“Woman of the Ashes”
BOOK REVIEW - Mia Couto (The Freeman) - April 12, 2018 - 12:00am


Ngungunyane, nicknamed the Lion of Gaza, was the last emperor to rule the southern half of Mozambique in the late 19th century. Portuguese forces defeated him in 1895, and he died in exile in the Azores islands in 1906. Mozambican novelist Mia Couto has taken this story as the basis for a fictionalized trilogy about “the last days of the so-called State of Gaza.” The first book of the trilogy is “Woman of the Ashes,” which was nominated for the 2017 Man Booker International Prize.

Couto incorporates a dual-narrative technique and fantastical elements in his work, most notably in “Sleepwalking Land,” his famous work about the 1977-1992 Mozambican Civil War. He employs a similar structure here. One narrator is 15-year-old Imani, a black girl who lives on land claimed by two opposing factions, the Portuguese and the Lion of Gaza’s forces.

The other narrator is Sergeant Germano de Melo, a former prisoner for mutiny who is sent by Portugal to superintend its conquest. Unapologetic about his country’s colonialism, he recruits Imani to assist him in the village’s garrison. But when he develops romantic feelings for her, he fears that he may be losing his mind and that the attraction will compromise his mission.

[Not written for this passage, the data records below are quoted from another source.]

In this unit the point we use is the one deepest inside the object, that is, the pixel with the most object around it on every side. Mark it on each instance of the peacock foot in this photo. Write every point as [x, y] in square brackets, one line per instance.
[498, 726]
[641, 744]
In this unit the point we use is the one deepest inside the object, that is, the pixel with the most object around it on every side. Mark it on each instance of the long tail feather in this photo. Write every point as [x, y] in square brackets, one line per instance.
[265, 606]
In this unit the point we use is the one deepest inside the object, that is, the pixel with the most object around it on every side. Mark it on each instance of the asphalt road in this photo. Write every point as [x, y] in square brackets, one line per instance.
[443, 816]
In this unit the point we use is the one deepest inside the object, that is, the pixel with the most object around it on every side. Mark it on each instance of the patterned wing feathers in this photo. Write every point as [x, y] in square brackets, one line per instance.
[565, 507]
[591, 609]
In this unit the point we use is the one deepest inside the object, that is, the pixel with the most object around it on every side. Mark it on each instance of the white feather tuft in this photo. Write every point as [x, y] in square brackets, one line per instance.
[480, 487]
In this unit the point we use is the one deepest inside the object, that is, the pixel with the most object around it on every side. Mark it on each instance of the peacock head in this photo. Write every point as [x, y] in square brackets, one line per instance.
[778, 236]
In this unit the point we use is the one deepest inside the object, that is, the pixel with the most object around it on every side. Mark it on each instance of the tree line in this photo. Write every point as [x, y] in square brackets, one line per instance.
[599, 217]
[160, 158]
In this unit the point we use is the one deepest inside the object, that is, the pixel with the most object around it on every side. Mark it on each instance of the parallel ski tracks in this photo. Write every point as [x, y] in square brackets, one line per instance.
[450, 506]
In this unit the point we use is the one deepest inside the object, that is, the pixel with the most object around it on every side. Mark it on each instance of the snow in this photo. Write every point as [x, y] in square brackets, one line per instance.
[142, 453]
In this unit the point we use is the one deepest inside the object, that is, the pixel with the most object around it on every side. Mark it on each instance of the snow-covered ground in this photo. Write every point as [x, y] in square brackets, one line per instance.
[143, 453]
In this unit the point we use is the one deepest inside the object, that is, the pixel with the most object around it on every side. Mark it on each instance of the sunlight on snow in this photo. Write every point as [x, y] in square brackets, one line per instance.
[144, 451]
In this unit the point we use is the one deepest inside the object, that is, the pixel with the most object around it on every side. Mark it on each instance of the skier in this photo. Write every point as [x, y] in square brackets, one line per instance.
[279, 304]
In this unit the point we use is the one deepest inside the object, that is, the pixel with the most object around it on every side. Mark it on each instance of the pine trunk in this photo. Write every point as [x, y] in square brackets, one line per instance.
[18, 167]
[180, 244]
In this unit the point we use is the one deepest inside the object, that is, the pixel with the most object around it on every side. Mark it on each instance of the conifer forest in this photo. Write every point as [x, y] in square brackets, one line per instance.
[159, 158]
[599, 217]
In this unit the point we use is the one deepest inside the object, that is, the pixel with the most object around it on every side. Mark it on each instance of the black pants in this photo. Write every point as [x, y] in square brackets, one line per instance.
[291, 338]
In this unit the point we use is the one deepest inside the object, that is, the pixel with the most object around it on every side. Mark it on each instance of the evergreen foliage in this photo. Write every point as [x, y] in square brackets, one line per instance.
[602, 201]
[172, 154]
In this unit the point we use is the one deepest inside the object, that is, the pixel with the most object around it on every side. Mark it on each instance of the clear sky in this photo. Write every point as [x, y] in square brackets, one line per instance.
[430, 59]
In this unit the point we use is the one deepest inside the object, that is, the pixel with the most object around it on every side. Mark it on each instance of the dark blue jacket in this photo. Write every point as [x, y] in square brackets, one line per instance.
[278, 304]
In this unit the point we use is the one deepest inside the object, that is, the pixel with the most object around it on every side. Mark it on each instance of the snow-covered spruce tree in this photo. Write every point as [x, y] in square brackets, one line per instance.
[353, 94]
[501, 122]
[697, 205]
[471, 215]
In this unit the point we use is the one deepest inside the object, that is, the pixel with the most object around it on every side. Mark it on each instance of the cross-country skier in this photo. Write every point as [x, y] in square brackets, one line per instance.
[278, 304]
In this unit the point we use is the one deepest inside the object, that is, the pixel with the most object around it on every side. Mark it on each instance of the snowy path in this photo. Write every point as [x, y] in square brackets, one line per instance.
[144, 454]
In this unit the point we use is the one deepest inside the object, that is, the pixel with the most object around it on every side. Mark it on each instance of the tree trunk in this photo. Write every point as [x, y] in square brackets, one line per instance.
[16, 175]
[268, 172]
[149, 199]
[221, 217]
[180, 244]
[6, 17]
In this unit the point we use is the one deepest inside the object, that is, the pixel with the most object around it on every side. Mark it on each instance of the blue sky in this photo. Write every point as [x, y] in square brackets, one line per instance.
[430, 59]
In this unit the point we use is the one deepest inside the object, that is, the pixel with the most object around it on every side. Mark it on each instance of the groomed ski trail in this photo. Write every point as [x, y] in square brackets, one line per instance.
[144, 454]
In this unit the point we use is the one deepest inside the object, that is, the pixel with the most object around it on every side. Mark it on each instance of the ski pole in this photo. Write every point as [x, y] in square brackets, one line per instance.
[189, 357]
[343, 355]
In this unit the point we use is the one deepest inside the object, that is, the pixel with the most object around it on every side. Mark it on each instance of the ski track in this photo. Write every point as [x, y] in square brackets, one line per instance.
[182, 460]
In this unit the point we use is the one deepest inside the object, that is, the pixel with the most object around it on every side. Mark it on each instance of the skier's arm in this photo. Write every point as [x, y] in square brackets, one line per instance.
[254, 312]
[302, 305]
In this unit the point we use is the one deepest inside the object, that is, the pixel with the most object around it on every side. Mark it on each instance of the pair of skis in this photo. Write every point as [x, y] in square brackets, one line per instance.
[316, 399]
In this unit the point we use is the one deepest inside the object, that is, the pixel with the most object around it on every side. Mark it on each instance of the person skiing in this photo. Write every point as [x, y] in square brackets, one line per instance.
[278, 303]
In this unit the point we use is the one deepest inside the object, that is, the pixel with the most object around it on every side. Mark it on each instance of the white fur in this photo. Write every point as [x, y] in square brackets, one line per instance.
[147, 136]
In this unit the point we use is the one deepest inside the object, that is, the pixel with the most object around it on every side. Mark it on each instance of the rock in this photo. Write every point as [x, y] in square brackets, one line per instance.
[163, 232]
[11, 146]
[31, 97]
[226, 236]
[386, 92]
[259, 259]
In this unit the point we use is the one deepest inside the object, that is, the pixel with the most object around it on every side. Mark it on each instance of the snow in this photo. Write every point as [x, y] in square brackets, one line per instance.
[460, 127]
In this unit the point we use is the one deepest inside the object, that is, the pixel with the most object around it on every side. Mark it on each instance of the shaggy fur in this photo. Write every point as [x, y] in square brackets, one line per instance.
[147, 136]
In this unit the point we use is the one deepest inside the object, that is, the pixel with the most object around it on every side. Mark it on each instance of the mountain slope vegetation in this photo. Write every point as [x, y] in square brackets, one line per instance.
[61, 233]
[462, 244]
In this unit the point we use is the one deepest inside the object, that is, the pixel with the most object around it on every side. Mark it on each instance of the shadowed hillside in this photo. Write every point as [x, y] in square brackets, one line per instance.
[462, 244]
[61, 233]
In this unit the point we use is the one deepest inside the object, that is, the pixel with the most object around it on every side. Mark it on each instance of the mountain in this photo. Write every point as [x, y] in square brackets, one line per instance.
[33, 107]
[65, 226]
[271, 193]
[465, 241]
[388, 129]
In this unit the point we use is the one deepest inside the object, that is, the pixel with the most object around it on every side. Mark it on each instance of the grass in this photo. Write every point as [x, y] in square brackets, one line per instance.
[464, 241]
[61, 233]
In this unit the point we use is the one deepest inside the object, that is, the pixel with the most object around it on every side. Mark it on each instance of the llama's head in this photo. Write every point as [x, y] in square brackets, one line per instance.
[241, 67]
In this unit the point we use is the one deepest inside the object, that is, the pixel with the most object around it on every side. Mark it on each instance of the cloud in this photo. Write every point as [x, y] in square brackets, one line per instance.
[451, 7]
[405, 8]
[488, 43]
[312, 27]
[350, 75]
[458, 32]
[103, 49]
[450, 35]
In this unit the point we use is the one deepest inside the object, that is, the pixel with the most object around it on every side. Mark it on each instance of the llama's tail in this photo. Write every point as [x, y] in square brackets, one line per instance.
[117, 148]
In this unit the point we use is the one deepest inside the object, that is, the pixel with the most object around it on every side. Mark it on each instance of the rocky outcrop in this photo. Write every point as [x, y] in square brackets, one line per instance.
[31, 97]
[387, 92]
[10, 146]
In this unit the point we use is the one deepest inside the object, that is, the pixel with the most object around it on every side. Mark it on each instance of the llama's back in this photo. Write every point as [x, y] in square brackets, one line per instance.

“Woman in the Ashes” is the sort of novel in which fish fly through the air, the soil bears the footprints of angels, and a bundle of animal pelts hides a deep abyss. The tension flags at times, but the book’s richness stems from its recognition that many forms of conflict rend nations and their people. War and colonial oppression are among the most devastating, but tensions also flare between races, among compatriots and within families.